Анна Степановна ждала дочь каждую субботу.
Это началось давно — так давно, что соседи уже сбились со счёта. Каждую субботу, в любую погоду — в дождь, в снег, в слякоть, — Анна Степановна надевала своё лучшее пальто, повязывала платок и шла к остановке. К старой, ещё советской остановке из бетонных плит, покрашенных когда-то синей краской. Краска давно облупилась, и теперь остановка напоминала старуху в лохмотьях.
Автобус из райцентра приходил в полдень. Один раз в день. Анна Степановна приходила за полчаса.

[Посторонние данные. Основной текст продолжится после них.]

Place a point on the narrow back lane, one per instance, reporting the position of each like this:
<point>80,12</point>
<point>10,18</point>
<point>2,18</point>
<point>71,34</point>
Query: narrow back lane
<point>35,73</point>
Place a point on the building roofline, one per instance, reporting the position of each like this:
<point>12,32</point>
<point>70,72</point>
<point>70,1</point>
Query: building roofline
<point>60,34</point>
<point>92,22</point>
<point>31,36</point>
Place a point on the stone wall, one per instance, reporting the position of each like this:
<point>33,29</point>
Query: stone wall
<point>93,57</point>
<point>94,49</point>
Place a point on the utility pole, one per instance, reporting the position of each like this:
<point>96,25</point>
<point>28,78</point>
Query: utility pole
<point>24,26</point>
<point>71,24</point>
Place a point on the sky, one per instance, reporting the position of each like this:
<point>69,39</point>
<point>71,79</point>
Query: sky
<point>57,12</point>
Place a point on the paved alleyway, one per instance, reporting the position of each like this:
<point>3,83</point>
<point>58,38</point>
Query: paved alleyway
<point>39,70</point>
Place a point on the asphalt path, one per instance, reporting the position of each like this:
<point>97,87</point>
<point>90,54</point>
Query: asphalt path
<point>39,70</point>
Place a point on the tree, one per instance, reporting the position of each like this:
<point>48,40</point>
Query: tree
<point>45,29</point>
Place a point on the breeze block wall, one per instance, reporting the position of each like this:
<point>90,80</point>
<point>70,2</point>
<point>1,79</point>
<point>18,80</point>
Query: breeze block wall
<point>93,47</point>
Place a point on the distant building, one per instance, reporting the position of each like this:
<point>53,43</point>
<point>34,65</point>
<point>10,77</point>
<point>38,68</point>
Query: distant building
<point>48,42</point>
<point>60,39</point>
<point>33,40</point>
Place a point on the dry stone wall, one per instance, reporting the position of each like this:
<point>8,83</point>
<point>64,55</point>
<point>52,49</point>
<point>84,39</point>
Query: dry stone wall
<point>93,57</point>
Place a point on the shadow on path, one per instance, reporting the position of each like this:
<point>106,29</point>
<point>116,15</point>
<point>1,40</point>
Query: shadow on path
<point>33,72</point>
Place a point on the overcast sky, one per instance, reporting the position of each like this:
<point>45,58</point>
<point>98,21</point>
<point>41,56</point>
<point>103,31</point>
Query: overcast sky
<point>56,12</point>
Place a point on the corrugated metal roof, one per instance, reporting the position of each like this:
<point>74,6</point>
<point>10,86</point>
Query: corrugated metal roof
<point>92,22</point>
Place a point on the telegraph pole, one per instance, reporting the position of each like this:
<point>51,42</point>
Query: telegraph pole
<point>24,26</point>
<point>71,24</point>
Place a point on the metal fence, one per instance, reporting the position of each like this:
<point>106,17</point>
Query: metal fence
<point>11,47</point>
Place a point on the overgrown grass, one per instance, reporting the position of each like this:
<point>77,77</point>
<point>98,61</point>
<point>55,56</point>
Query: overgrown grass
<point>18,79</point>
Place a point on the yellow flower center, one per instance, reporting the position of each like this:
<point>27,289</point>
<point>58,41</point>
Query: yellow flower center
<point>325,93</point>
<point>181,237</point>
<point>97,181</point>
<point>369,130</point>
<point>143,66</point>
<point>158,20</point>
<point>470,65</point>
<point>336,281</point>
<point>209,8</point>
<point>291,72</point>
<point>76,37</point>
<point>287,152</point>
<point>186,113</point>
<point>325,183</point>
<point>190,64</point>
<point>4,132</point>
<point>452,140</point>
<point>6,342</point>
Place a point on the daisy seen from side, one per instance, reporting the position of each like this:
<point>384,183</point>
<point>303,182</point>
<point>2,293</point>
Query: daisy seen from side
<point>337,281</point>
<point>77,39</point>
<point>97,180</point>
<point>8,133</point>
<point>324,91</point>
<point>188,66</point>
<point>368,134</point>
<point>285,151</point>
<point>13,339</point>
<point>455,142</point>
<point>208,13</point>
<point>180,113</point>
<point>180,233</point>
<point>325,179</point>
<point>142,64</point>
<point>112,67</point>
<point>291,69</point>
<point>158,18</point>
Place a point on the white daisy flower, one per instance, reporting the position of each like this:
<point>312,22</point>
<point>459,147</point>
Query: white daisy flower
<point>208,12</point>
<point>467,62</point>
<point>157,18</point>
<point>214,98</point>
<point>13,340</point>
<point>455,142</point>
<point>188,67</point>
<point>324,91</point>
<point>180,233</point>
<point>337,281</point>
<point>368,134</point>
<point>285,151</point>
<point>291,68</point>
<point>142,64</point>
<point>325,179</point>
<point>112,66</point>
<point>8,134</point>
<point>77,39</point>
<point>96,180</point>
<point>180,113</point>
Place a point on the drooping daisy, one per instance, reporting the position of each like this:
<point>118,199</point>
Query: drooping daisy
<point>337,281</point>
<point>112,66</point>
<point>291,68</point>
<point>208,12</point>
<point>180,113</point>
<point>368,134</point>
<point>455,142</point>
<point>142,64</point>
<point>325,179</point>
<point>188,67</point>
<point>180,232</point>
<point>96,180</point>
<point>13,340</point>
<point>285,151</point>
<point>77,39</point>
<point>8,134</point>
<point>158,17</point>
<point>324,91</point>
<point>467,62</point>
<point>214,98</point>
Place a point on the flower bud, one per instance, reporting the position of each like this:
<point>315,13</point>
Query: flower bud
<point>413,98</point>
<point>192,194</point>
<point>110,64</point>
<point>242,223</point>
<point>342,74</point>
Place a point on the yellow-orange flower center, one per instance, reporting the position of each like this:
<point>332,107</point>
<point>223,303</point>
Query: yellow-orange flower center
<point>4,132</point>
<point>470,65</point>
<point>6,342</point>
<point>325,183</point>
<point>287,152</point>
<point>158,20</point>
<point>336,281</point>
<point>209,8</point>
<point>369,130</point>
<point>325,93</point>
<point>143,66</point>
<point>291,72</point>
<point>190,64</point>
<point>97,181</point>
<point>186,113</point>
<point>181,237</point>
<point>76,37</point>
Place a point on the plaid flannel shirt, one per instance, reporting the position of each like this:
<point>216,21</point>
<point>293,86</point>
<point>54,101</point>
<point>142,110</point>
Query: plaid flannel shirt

Садилась на скамейку, если скамейка была не занята. Если занята — стояла. Ждала.
Автобус подъезжал, дребезжа и кашляя старым двигателем. Открывалась дверь. Выходили люди. Анна Степановна всматривалась в каждого. В каждое лицо. В каждую женскую фигуру. И каждый раз — безуспешно.
Автобус уезжал. Анна Степановна ещё некоторое время стояла. Потом поворачивалась и шла обратно — через всю деревню, мимо соседских домов, мимо старого клуба, мимо покосившихся заборов. Шла и думала одно и то же: «Может, в следующую субботу». Так продолжалось тридцать лет.
Дочь звали Леной. Или — как она сама себя позже называла — Аленой. А потом — Алёной Сергеевной. А потом — просто Алёной, и фамилия уже была другая, не отцовская, а какая-то звучная, городская, которую Анна Степановна так и не смогла запомнить.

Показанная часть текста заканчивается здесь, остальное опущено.